In search for a title for this blog, I stumbled upon a few web pages that some would call “popular” sources. As college students, we are well aware how frowned upon these sources can be in an academic circle. My opinion on this matter differs, however, as these sites can provide valuable information than can sometimes be less biased than academic sources. When I was a freshman at Muhlenberg College, I was encouraged by one of my favorite chemistry professors to pursue an education in biochemistry. I started my college career as a prospective Biology major, and ended up being easily persuaded to take the path less traveled by, the biochemistry route. Now, three years later, I have no regrets about the decision I made.
Coming out of high school, I had a limited scientific background. No one in my family is a scientist, and only a few of my relatives went to college. So you can imagine that when my professor recommended a biochemistry major, I was not too eager. I went home that day and Google-searched biochemistry. The field sounded difficult, busy, and new. I was intrigued. I learned that studying biochemistry in the 21st century involved a lot of bioinformatics and very advanced cancer research. There was so much that we did not know, and so much room for growth.

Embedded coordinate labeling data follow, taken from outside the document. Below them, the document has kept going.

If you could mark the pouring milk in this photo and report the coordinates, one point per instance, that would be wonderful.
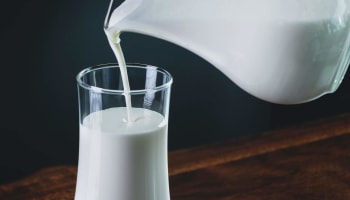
(281, 51)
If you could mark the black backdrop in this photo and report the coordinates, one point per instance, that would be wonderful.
(46, 43)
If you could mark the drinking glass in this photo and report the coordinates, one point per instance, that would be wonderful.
(123, 157)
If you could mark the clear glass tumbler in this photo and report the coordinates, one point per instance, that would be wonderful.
(119, 158)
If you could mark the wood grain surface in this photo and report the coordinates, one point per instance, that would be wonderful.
(308, 161)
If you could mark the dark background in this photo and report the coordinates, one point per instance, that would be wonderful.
(46, 43)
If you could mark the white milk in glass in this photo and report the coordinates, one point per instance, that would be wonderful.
(119, 161)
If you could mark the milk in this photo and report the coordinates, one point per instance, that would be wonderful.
(114, 42)
(119, 161)
(282, 51)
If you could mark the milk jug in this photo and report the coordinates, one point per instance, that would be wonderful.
(281, 51)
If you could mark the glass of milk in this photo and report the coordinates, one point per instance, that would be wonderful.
(122, 149)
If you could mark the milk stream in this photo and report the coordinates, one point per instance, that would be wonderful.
(114, 42)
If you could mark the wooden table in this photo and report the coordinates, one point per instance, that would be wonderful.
(308, 161)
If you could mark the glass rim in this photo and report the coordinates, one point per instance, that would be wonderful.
(121, 92)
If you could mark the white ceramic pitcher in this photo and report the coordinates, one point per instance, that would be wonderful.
(281, 51)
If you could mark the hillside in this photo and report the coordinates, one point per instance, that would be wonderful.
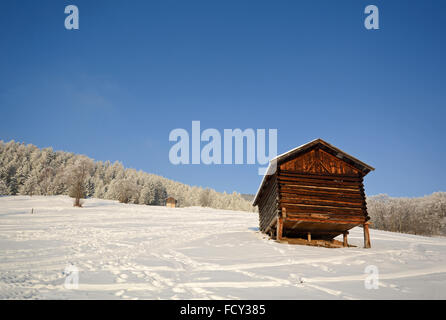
(126, 251)
(28, 170)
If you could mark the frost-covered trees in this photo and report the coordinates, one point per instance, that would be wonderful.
(28, 170)
(77, 175)
(424, 216)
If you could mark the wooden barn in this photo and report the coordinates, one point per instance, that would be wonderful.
(171, 202)
(313, 193)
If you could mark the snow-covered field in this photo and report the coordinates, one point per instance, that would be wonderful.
(144, 252)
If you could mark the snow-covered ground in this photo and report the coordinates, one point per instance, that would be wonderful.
(146, 252)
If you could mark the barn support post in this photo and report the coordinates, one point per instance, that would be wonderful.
(345, 244)
(367, 236)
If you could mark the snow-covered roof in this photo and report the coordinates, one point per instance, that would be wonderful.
(275, 162)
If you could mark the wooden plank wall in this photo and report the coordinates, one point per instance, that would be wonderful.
(268, 203)
(339, 198)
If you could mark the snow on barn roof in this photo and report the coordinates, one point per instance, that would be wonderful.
(294, 152)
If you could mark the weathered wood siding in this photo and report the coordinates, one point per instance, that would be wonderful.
(268, 204)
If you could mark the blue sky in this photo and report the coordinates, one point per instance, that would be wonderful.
(135, 70)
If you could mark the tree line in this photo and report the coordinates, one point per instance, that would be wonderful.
(28, 170)
(422, 216)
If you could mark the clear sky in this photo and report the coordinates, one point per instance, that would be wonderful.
(135, 70)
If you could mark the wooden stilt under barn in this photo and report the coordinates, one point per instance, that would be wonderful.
(313, 193)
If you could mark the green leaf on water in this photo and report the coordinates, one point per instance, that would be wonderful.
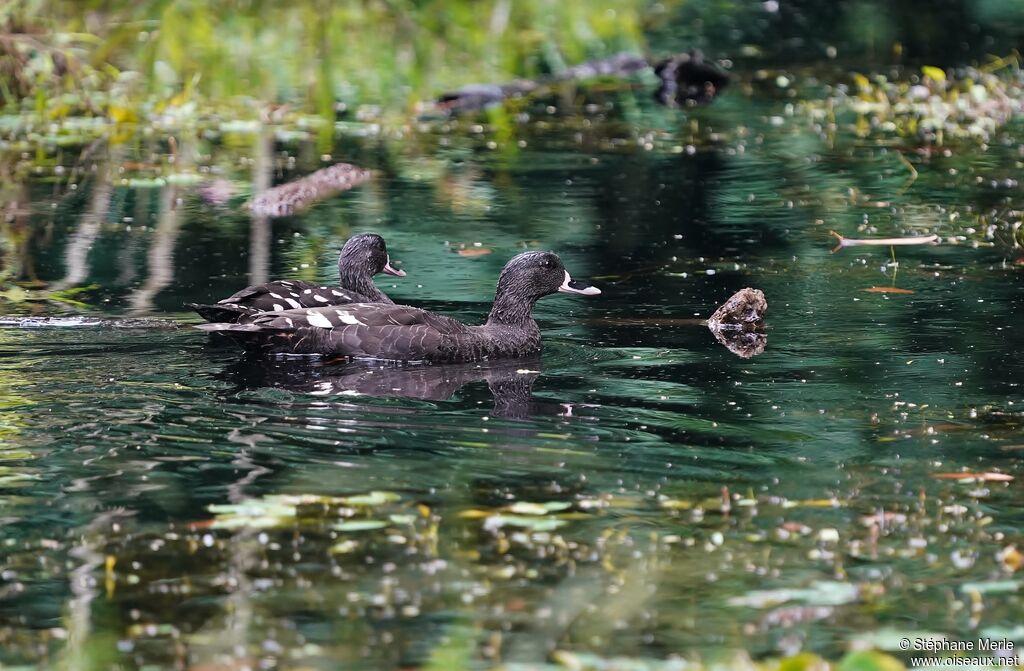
(991, 587)
(359, 525)
(522, 521)
(819, 593)
(374, 498)
(869, 661)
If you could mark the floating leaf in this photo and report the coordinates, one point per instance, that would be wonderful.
(527, 508)
(532, 523)
(869, 661)
(473, 251)
(969, 476)
(373, 499)
(887, 290)
(991, 587)
(359, 525)
(820, 593)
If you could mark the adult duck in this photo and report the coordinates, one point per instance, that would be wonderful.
(403, 333)
(361, 257)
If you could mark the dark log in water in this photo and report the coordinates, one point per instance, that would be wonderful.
(685, 78)
(296, 196)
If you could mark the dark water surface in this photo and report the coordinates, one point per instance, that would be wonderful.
(638, 491)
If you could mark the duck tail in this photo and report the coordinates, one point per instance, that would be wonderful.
(224, 313)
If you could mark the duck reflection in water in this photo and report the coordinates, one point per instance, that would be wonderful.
(510, 381)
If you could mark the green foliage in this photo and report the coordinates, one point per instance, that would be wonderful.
(311, 53)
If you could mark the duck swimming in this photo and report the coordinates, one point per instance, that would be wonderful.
(403, 333)
(361, 257)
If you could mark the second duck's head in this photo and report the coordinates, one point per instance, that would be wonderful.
(534, 275)
(366, 253)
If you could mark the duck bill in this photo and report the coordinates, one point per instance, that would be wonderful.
(390, 269)
(570, 286)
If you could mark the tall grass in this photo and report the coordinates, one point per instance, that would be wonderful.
(311, 54)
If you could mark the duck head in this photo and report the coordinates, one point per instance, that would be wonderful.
(528, 277)
(367, 253)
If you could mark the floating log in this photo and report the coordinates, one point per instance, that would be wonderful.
(296, 196)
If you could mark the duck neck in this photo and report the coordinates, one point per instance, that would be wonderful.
(511, 308)
(363, 283)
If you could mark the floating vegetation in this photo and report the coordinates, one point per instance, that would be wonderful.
(935, 107)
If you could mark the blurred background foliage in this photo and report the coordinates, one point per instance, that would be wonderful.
(122, 58)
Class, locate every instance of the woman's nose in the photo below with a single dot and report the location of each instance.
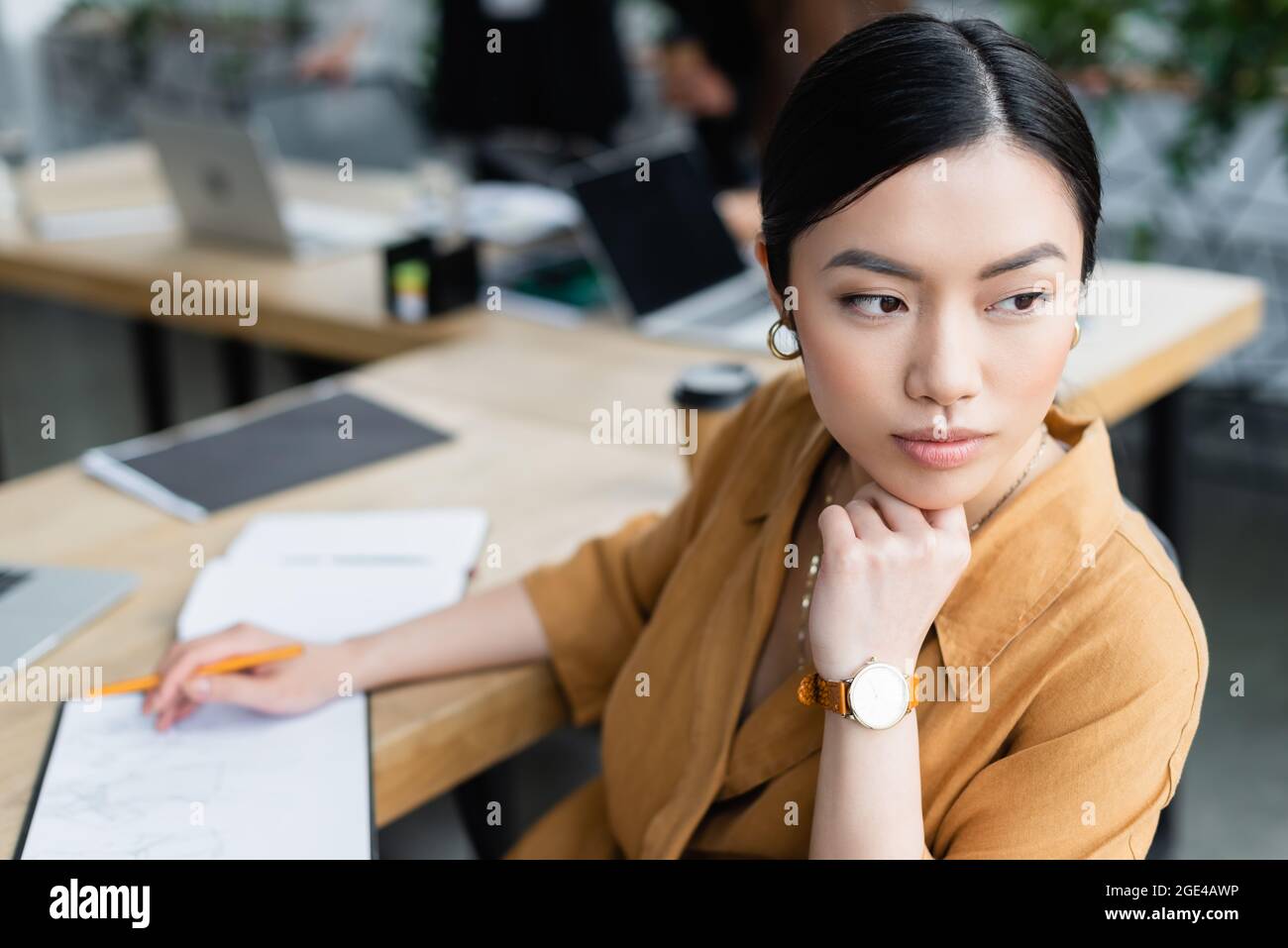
(944, 363)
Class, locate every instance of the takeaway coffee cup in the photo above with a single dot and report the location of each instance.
(708, 394)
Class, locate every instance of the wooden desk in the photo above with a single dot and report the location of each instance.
(331, 308)
(518, 395)
(536, 472)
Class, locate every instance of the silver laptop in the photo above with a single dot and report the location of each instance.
(220, 175)
(42, 605)
(674, 269)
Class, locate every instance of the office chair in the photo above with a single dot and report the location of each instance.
(1164, 837)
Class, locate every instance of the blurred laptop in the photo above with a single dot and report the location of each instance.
(673, 265)
(220, 175)
(42, 605)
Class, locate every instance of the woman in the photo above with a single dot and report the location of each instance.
(913, 496)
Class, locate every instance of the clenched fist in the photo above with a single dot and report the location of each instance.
(887, 570)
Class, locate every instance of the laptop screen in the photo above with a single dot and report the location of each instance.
(662, 236)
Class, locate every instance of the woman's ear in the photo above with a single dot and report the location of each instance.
(763, 260)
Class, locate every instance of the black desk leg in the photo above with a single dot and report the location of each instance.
(154, 373)
(239, 364)
(473, 798)
(1166, 424)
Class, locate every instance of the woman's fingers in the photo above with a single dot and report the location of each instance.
(900, 515)
(952, 519)
(866, 519)
(209, 648)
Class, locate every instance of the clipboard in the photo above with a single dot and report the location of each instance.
(33, 800)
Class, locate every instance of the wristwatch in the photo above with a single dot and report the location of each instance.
(877, 695)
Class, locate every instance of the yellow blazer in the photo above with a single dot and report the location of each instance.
(1068, 666)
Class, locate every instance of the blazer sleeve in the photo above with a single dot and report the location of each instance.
(1096, 756)
(593, 604)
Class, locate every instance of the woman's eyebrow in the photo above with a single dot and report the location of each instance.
(868, 261)
(1038, 252)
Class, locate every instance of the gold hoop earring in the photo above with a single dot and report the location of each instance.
(773, 343)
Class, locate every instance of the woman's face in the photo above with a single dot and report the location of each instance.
(941, 299)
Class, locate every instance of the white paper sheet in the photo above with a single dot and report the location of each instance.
(226, 784)
(325, 603)
(233, 784)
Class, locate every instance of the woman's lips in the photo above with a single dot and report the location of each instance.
(940, 454)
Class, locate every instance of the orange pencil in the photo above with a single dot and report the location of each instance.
(235, 664)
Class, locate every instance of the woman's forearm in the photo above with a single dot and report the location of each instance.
(490, 629)
(868, 798)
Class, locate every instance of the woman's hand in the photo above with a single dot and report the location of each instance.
(887, 570)
(287, 686)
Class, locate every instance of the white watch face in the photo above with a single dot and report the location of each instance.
(879, 695)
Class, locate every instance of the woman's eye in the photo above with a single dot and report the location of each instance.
(1026, 303)
(872, 304)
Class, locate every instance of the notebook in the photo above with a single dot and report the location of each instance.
(226, 784)
(206, 466)
(235, 784)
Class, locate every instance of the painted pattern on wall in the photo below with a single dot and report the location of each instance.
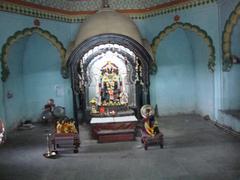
(193, 28)
(40, 11)
(28, 32)
(227, 35)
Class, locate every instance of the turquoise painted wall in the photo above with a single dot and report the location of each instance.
(15, 103)
(223, 88)
(231, 80)
(206, 17)
(204, 79)
(42, 78)
(33, 80)
(174, 84)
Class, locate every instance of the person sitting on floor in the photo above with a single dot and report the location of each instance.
(150, 125)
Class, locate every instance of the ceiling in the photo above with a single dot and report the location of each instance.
(74, 11)
(92, 5)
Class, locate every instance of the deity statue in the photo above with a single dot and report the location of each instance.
(110, 85)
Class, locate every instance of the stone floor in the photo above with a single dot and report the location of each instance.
(194, 149)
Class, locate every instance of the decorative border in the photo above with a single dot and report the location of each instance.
(39, 11)
(193, 28)
(226, 38)
(28, 32)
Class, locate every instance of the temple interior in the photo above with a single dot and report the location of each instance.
(89, 88)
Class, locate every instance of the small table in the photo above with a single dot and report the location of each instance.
(112, 129)
(70, 140)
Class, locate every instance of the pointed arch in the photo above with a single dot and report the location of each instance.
(28, 32)
(226, 38)
(187, 26)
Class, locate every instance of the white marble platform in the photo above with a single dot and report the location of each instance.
(98, 120)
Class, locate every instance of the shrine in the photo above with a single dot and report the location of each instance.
(110, 70)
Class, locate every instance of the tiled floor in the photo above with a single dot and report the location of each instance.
(194, 149)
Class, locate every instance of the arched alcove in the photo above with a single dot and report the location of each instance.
(34, 64)
(193, 28)
(117, 43)
(183, 83)
(28, 32)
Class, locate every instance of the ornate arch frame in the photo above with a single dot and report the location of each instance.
(28, 32)
(226, 38)
(187, 26)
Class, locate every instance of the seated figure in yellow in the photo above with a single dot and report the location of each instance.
(150, 125)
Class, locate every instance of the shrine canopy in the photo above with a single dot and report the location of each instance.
(106, 21)
(109, 62)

Taking biology classes and chemistry classes is undeniably enjoyable, but to be able to connect the two is what makes the biochemical field one of the most appealing fields to me. Every biological function involves numerous intricate chemical reactions. Studying these reactions is what allows us to learn more and more about plants, animals, and all other living organisms, and more importantly, it allows us to understand human diseases and find targets for medications. The biochemistry field has helped many other fields grow, making it a varied science, and thus driving the name of this blog. As an aspiring physician, I am confident that the field I am majoring in will slowly, but surely, contribute significantly more to the medical field, helping patients get back to their families, and out of the hospitals, quicker and safer.